Bittacus pilicornis  Westwood, 1846


Diagnosis:  Males of this species have short epiandrial lobes (as long as the basistyles), and an equally long cercus.  The epiandrial lobes have small, dark denticles on the apical half.  The proctiger rises high above the epiandrial lobes and is apically bifurcate.  However, the most distinctive feature of this species is the long pilosity of the antennae in both sexes, unique among North American species.  In the field this species is often found associated with early emergent Bittacus strigosus, but this species is larger and more brown and less gray in color than Bittacus strigosus..

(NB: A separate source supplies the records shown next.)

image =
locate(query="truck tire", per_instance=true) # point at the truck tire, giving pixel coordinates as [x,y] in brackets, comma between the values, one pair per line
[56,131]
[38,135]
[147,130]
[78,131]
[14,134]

Distribution – Geographical:  This species is found throughout eastern North America from Massachusetts to Florida westward to Iowa and eastern Texas.


Distribution – Temporal:  This species emerges as adults from late May to late July, with a peak emergence in June.


Ecology:  Adults can be found in moist, hardwood forests near streams.  They prefer shaded areas of high humidity.


Biology:  Setty (1940) described the immature stages and habitat requirements.


Notes:  The name pilicornis refers to the distinctive long hairs on the antennae.




Setty, L.R. 1940. Biology and morphology of some North American Bittacidae (Order Mecoptera). American Midland Naturalist, 23:257-353.


Westwood, J.O. 1846. A Monograph of the Genus Panorpa, with Descriptions of some Species belonging to other allied Genera. Transactions of the Royal Entomological Society of London, 4:184-196.